Updated on January 06, 2022

Comments

  • johnrl
    johnrl over 2 years

    I have been observing that Process.HasExited sometimes returns true even though the process is still running.

    My code below starts a process with name "testprogram.exe" and then waits for it to exit. The problem is that sometimes I get thrown the exception; it seems that even though HasExited returns true the process itself is still alive in the system - how can this be??

    My program writes to a log file just before it terminates and thus I need to be absolutely sure that this log file exists (aka the process has terminated/finished) before reading it. Continuously checking for it's existence is not an option.

    // Create new process object
    process = new Process();
    
    // Setup event handlers
    process.EnableRaisingEvents = true;
    process.OutputDataReceived += OutputDataReceivedEvent;
    process.ErrorDataReceived += ErrorDataReceivedEvent;
    process.Exited += ProgramExitedEvent;
    
    // Setup start info
    ProcessStartInfo psi = new ProcessStartInfo
                               {
                                   FileName = ExePath,
                                   // Must be false to redirect IO
                                   UseShellExecute = false,
                                   RedirectStandardOutput = true,
                                   RedirectStandardError = true,
                                   Arguments = arguments
                               };
    
    process.StartInfo = psi;
    
    // Start the program
    process.Start();
    
    while (!process.HasExited)
        Thread.Sleep( 500 );
    
    Process[] p = Process.GetProcessesByName( "testprogram" );
    
    if ( p.Length != 0 )
        throw new Exception("Oh oh");
    

    UPDATE: I just tried waiting with process.WaitForExit() instead of the polling loop and the result is the exact same.

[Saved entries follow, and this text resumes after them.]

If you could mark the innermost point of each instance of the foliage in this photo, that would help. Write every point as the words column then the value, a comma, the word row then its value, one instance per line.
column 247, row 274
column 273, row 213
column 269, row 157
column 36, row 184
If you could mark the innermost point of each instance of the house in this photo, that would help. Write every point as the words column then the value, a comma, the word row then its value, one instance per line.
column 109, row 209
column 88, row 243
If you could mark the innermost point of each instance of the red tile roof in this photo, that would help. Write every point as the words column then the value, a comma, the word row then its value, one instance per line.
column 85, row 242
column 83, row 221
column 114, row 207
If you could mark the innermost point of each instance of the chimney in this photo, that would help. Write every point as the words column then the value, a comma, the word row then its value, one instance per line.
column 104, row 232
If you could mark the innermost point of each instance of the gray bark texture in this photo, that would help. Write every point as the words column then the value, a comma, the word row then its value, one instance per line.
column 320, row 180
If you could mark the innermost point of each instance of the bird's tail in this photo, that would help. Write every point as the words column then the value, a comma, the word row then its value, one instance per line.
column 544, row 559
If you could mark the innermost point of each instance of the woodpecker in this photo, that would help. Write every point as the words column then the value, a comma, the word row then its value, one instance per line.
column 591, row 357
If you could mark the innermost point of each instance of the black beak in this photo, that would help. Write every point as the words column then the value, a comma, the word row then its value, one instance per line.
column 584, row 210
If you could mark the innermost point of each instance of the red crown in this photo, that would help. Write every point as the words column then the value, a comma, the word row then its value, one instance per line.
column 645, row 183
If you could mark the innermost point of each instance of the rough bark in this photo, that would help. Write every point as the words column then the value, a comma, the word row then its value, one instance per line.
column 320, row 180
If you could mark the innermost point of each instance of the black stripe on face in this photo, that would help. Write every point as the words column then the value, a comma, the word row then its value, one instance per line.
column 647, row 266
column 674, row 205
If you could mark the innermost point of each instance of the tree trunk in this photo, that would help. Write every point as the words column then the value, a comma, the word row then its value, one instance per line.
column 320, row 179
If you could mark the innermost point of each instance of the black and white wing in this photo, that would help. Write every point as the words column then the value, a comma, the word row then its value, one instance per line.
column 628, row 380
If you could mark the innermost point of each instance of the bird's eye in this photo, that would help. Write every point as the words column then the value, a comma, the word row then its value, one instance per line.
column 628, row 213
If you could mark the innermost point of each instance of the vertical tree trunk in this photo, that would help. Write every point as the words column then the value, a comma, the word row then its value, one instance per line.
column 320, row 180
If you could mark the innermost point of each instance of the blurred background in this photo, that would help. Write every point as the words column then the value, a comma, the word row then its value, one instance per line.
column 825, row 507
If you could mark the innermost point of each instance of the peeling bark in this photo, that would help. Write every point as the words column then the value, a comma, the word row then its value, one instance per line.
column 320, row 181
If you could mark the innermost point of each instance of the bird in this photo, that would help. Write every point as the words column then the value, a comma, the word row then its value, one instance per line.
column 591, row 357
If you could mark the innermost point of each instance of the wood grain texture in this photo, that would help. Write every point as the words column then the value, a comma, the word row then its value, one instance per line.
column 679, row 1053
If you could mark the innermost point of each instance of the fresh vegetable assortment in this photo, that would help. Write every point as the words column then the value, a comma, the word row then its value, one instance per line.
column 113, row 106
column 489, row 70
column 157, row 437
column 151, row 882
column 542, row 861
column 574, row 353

    Addition: The above code was only to demonstrate a 'clearer' problem alike. To make it clear; my problem is NOT that I still can get a hold of the process by Process.GetProcessesByName( "testprogram" ); after it set HasExited to true.

    The real problem is that the program I am running externally writes a file -just before- it terminates (gracefully). I use HasExited to check when the process has finished and thus I know I can read the file (because the process exited!), but it seems that HasExited returns true even sometimes when the program has NOT written the file to disk yet. Here's example code that illustrates the exact problem:

    // Start the program
    process.Start();
    
    while (!process.HasExited)
        Thread.Sleep( 500 );
    // Could also be process.WaitForExit(), makes no difference to the result
    
    // Now the process has quit, I can read the file it has exported
    if ( !File.Exists( xmlFile ) )
    {
        // But this exception is thrown occasionally, why?